By the grace of God and medicine I have been free of suicidal ideation and attempts for the past twenty years. But I will never be “cured.” I will never be completely freed. Because there is no cure for mental illness. There’s only treatment. And though treatments help, they are certainly not a fix-all. I have a great doctor and highly effective medicines. Yet, every four to six months I will hit a wall. I will find myself out of control. My ability to function becomes so impaired that I critically need to be “worked in” to my doctor’s schedule as soon as possible.
True mental illness stems from a chemical imbalance in the brain. It can take many forms, manifest a wide variety of symptoms ranging anywhere from rage to depression, to feelings of invincibility, reckless and dangerous decision making, delusions of grandeur, and suicide. The list goes on and on.
And of course there are also external circumstances that can push a person over the edge and change their brain chemistry as a result. Post Traumatic Stress Disorder is just one of many examples.
But I’ve also been on the other side of it. I lost a dear, sweet friend to suicide six years ago. The anger phase hit me hard and I stayed there for a few days. But then my anger morphed and I just became wholly gobsmacked. I asked myself:
Why, why, why did he do this? Why didn’t anyone see it coming? How did this happen? Could somebody have stepped in? Nobody had a clue? Were there any signs?
We, as a society, must have an open dialogue regarding mental health.

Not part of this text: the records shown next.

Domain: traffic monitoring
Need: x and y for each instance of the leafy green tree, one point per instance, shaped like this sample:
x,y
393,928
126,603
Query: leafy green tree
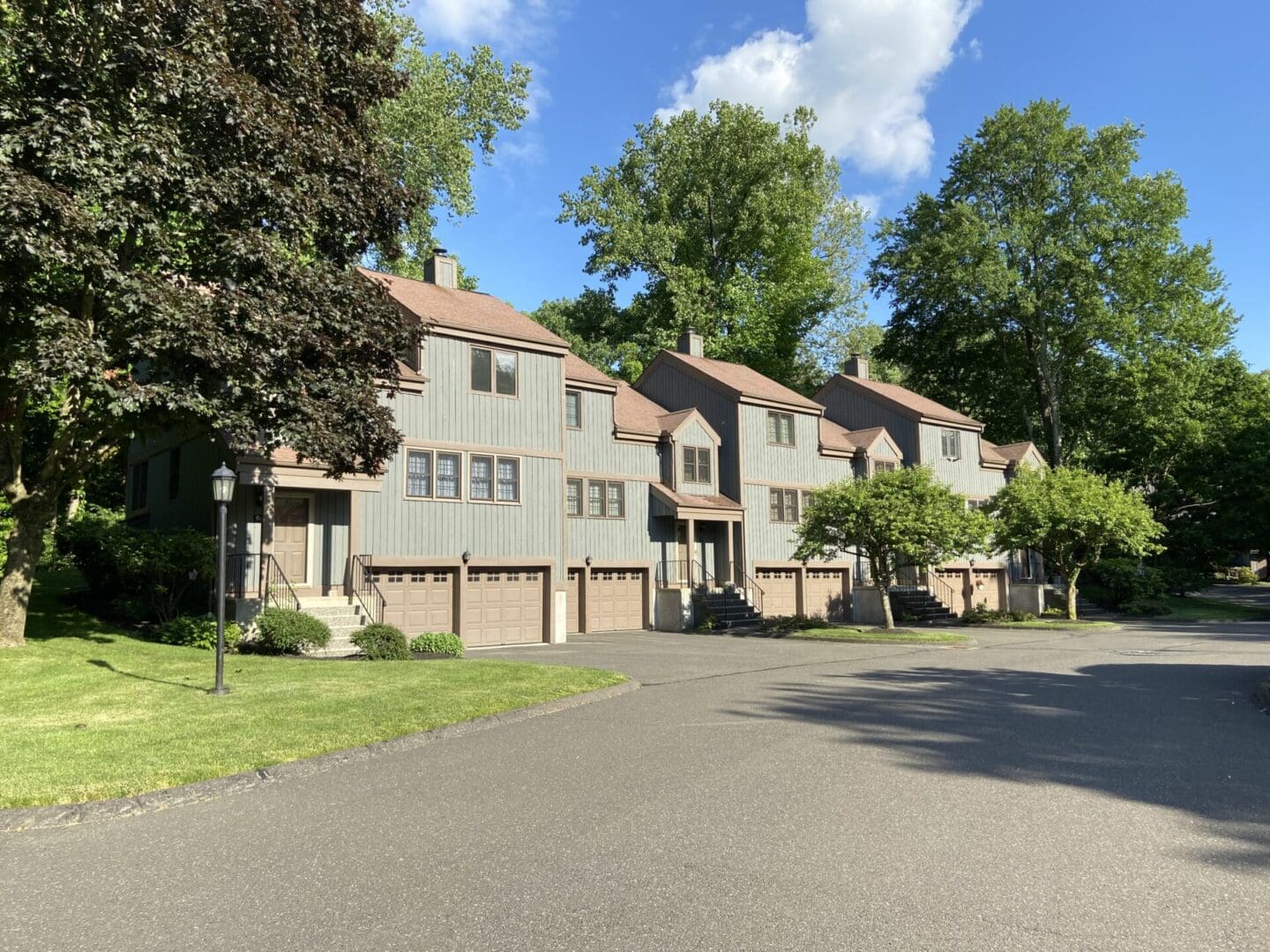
x,y
736,227
187,187
897,518
1048,285
450,111
1072,517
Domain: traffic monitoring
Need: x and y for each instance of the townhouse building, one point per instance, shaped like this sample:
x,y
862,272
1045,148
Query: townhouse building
x,y
533,495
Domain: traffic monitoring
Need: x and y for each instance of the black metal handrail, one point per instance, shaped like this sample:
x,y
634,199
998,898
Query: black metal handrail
x,y
367,591
276,587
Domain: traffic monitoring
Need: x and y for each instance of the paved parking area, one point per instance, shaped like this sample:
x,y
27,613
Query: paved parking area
x,y
1039,791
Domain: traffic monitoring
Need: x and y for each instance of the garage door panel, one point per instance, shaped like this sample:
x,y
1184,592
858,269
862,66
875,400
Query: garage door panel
x,y
780,591
503,607
826,593
615,599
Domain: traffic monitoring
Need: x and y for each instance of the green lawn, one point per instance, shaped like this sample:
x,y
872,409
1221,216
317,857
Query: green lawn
x,y
880,636
89,712
1212,609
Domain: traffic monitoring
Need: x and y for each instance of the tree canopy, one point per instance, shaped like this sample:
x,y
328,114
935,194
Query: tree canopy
x,y
1072,517
905,517
736,225
1047,287
450,111
187,185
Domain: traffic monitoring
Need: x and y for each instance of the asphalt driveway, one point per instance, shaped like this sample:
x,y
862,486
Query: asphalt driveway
x,y
1041,791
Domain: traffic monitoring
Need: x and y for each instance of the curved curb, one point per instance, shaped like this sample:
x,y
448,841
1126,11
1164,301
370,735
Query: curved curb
x,y
42,818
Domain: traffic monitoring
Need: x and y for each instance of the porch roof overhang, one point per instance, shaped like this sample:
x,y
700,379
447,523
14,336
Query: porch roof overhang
x,y
683,505
257,471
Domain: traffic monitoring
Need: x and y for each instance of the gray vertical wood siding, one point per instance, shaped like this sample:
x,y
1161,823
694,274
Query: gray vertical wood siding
x,y
676,390
859,413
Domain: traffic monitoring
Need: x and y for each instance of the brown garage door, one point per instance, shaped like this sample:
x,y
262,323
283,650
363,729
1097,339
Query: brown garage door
x,y
418,599
955,580
615,599
503,607
780,591
990,588
827,593
572,598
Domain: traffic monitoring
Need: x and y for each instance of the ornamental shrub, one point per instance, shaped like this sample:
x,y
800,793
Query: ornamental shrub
x,y
285,631
438,643
381,643
198,631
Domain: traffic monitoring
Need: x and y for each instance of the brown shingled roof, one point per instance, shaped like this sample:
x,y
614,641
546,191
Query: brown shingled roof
x,y
834,437
577,368
635,413
907,401
742,381
464,310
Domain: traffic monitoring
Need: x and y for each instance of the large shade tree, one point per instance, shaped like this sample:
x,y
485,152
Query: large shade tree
x,y
1047,286
1072,517
732,224
185,187
898,518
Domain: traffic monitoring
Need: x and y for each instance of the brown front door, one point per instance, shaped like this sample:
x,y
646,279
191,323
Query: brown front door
x,y
291,537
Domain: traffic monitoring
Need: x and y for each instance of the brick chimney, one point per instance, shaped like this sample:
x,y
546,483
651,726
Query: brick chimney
x,y
690,343
441,270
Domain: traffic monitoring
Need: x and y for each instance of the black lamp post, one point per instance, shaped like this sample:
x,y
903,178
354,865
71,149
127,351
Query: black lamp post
x,y
222,492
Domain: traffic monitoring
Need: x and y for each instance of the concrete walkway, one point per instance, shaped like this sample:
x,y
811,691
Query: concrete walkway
x,y
1102,790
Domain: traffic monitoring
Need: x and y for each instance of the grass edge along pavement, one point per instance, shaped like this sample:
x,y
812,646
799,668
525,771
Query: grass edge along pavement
x,y
89,711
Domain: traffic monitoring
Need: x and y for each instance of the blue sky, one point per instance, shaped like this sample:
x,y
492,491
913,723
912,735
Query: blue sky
x,y
897,86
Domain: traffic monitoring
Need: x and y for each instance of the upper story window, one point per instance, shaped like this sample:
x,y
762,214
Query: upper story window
x,y
780,428
140,485
696,465
784,504
496,371
175,472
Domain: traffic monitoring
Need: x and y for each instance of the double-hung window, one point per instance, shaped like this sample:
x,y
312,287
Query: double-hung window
x,y
606,499
780,428
494,371
782,504
508,479
696,464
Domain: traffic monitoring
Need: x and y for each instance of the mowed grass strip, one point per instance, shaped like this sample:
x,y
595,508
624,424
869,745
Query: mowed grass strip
x,y
90,712
879,636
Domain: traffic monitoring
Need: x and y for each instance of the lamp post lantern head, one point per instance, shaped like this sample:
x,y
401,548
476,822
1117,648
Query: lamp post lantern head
x,y
222,484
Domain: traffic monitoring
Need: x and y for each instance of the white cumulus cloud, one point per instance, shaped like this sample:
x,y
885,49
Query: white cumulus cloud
x,y
863,65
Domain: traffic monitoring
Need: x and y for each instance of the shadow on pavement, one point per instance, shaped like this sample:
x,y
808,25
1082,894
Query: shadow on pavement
x,y
1175,735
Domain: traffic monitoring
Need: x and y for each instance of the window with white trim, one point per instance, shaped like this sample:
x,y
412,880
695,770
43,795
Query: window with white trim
x,y
696,465
782,504
780,428
508,479
494,371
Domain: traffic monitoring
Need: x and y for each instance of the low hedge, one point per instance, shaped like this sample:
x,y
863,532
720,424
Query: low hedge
x,y
437,643
283,631
381,643
197,631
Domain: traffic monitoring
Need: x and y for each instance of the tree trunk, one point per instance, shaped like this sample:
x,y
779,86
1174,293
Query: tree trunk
x,y
26,546
1071,594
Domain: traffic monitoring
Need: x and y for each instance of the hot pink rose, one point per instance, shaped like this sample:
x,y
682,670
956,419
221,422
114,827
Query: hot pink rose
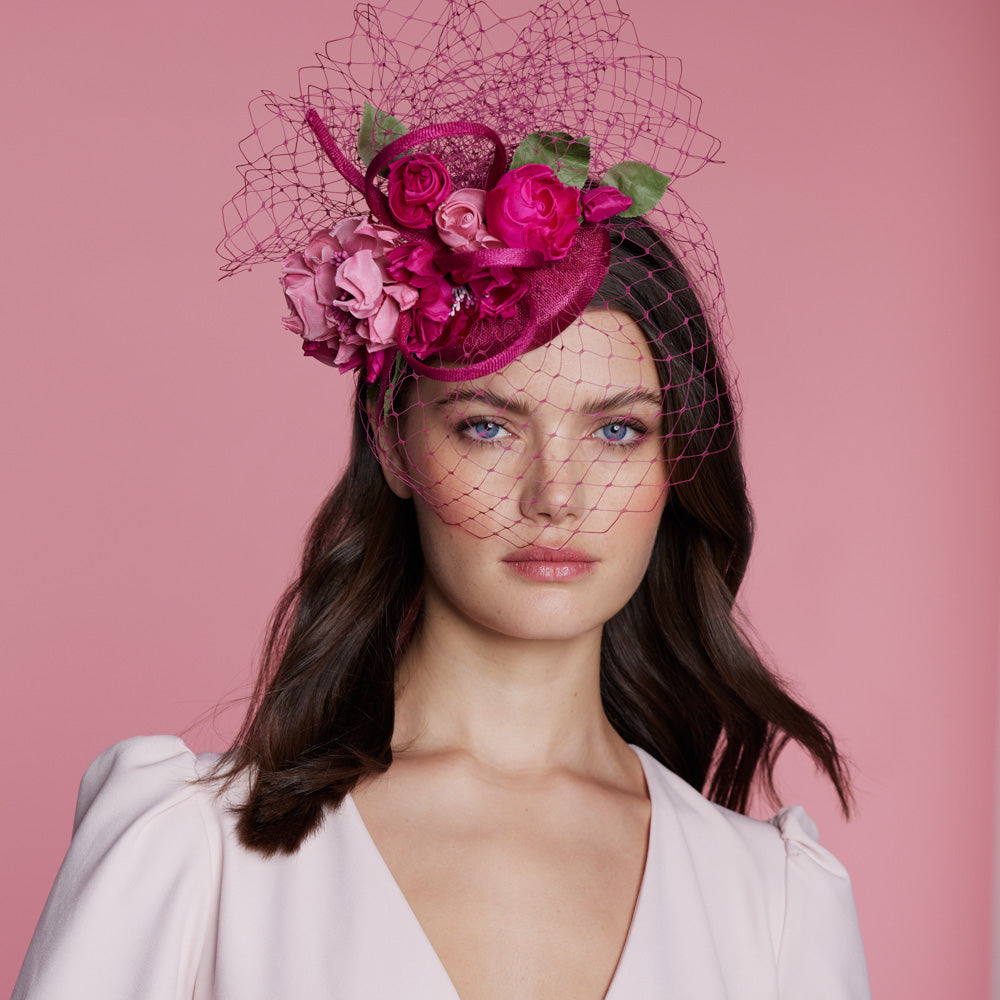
x,y
532,209
601,203
417,185
460,221
498,291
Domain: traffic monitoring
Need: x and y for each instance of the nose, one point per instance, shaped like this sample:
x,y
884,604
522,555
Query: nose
x,y
552,488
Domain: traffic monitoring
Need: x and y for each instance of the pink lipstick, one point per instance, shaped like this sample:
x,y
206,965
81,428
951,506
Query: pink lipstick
x,y
550,565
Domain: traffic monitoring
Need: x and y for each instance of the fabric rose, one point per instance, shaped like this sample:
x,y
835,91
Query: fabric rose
x,y
460,221
429,325
361,232
417,185
342,296
603,202
531,208
497,291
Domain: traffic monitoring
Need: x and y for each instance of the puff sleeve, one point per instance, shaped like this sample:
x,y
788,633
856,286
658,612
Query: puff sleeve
x,y
130,913
820,955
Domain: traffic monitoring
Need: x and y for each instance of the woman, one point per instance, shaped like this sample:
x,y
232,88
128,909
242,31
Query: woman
x,y
473,764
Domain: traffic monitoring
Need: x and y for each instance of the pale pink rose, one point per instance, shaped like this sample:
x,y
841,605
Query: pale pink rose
x,y
460,221
379,328
322,247
359,232
360,278
309,316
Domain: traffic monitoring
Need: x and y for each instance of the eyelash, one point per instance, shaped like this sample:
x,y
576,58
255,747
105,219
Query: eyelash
x,y
465,428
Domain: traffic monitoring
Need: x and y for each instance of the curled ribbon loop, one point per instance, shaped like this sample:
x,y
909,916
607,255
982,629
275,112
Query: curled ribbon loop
x,y
377,201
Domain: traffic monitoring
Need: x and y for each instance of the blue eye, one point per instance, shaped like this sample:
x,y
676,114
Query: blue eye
x,y
484,430
618,431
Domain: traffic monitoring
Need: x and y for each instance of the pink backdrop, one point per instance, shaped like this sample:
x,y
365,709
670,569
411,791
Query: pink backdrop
x,y
165,446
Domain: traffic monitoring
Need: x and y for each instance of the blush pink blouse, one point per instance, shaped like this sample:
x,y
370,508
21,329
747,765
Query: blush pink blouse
x,y
157,900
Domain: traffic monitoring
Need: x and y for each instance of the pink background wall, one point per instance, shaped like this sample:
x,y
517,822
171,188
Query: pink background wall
x,y
164,445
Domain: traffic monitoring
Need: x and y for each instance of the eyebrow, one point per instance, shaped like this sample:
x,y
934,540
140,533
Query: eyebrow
x,y
522,406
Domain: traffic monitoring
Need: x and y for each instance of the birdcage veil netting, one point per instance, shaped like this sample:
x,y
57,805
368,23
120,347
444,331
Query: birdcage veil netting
x,y
521,377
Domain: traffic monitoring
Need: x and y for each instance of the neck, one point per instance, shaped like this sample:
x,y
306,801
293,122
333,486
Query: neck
x,y
514,705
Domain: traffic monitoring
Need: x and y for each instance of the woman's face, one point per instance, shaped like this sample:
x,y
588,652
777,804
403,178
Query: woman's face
x,y
539,489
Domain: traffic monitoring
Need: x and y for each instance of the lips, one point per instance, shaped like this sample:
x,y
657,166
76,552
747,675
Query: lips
x,y
550,565
539,553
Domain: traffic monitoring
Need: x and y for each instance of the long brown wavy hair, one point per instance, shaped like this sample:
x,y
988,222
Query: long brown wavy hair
x,y
679,677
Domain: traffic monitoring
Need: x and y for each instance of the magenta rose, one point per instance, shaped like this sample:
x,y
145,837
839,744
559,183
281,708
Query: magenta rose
x,y
497,291
601,203
460,221
417,185
531,208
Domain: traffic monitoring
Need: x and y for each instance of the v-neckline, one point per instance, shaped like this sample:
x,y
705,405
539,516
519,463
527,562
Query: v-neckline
x,y
420,935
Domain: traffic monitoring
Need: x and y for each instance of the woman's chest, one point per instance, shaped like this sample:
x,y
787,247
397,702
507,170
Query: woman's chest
x,y
520,906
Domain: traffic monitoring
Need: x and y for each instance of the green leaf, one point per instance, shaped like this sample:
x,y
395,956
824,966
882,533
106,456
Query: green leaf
x,y
569,158
398,367
644,184
378,129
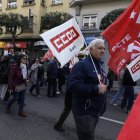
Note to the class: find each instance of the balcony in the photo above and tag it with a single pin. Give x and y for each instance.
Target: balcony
(84, 2)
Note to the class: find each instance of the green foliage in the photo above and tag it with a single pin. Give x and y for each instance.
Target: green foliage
(53, 19)
(110, 18)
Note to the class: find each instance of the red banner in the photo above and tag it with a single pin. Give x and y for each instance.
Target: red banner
(123, 35)
(131, 128)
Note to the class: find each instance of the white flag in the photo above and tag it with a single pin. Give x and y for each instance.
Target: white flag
(134, 69)
(64, 41)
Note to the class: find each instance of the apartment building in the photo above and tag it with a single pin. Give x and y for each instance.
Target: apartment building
(57, 5)
(36, 9)
(90, 12)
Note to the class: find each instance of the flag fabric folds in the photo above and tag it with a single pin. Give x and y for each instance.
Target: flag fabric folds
(65, 41)
(122, 35)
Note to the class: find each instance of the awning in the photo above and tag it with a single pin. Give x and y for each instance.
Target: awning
(2, 44)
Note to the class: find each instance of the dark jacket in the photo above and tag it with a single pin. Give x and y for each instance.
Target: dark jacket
(52, 70)
(127, 79)
(15, 77)
(83, 84)
(4, 71)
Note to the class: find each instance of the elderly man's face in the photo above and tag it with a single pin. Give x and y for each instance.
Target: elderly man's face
(98, 50)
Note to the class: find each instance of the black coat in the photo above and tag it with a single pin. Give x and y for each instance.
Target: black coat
(83, 84)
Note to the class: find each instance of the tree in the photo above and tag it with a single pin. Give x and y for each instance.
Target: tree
(53, 19)
(110, 18)
(14, 24)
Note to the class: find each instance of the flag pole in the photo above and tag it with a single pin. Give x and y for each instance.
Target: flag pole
(93, 63)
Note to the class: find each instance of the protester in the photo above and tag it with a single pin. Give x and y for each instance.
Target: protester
(52, 73)
(128, 98)
(120, 92)
(4, 72)
(110, 77)
(35, 77)
(67, 108)
(87, 83)
(17, 84)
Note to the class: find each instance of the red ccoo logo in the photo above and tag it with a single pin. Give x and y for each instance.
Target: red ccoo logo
(64, 39)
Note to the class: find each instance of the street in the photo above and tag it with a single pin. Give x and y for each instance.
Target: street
(43, 112)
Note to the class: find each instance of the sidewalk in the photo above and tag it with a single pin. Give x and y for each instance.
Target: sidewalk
(116, 86)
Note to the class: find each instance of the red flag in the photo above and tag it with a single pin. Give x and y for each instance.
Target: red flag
(47, 56)
(121, 59)
(123, 32)
(130, 130)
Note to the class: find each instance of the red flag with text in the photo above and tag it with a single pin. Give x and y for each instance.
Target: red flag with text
(131, 128)
(122, 35)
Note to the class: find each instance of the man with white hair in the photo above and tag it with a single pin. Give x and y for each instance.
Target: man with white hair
(87, 83)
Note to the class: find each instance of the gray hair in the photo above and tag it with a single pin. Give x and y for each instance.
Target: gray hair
(94, 42)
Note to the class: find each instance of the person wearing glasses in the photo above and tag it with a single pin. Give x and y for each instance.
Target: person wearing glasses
(17, 83)
(87, 84)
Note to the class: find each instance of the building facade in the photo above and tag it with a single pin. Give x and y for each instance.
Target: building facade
(33, 10)
(89, 14)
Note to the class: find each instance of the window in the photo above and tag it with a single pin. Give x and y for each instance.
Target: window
(12, 4)
(56, 1)
(90, 21)
(29, 27)
(28, 1)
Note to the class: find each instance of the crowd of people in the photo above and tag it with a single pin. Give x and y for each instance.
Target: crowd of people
(86, 86)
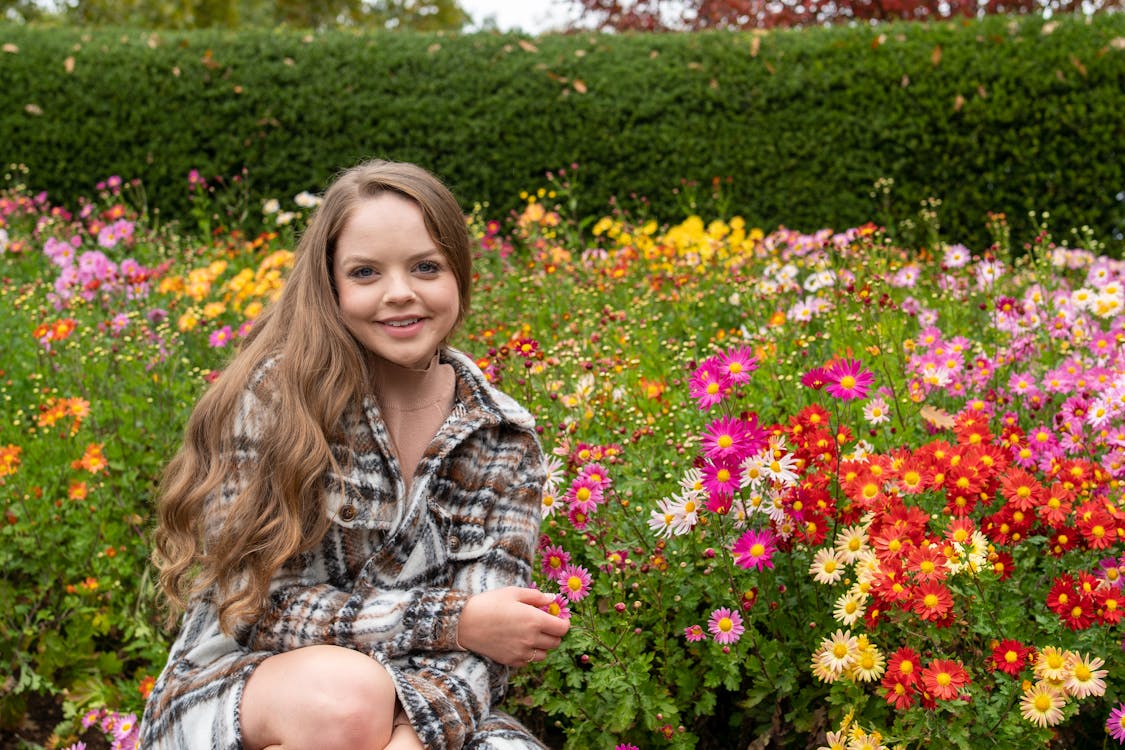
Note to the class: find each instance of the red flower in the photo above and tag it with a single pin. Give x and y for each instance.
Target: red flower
(905, 666)
(932, 601)
(944, 678)
(1009, 657)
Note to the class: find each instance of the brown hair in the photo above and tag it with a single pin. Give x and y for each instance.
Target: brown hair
(277, 508)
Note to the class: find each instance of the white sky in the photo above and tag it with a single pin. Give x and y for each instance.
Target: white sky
(530, 16)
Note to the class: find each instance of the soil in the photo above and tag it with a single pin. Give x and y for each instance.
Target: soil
(44, 712)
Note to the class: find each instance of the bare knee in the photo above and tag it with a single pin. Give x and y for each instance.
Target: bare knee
(318, 697)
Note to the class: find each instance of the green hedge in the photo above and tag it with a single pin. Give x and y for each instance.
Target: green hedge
(1000, 115)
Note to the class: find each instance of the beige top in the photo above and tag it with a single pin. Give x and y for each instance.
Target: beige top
(414, 404)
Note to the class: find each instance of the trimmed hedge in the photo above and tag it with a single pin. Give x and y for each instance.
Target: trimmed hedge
(999, 115)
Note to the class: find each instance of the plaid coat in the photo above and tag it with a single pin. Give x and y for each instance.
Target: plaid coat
(389, 578)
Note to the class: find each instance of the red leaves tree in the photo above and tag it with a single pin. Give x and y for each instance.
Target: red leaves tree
(699, 15)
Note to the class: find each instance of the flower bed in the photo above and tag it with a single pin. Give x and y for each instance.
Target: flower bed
(824, 486)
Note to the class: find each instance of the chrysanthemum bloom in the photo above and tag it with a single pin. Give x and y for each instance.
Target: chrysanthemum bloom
(737, 364)
(1052, 665)
(721, 479)
(708, 386)
(851, 542)
(1086, 677)
(725, 439)
(1042, 704)
(837, 651)
(827, 566)
(558, 607)
(849, 607)
(875, 412)
(585, 495)
(848, 380)
(754, 549)
(726, 626)
(1115, 724)
(869, 665)
(932, 601)
(899, 693)
(944, 678)
(663, 521)
(575, 583)
(905, 665)
(816, 378)
(554, 560)
(1009, 657)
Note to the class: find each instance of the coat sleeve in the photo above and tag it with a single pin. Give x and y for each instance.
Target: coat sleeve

It’s true that awareness has been slightly raised, but I believe we have a very long way to go. I won’t delve to deep in this aside, but on a larger scale, it’s absolutely imperative we address it as a nation. Just turn on the news and learn of some new horrific shooting.
There are a lot of desperately ill individuals out there who need professional help. If you haven’t already, please inform yourselves, particularly if you feel someone is at risk of suicide. Check in on them, ask friends and relatives about them, encourage them to get help. Stand in that gap between their hopelessness and their desire to permanently check out, leaving us all behind. Know the signs. Step in and step up. You could save a life. And if you can save a life, each one of us could too.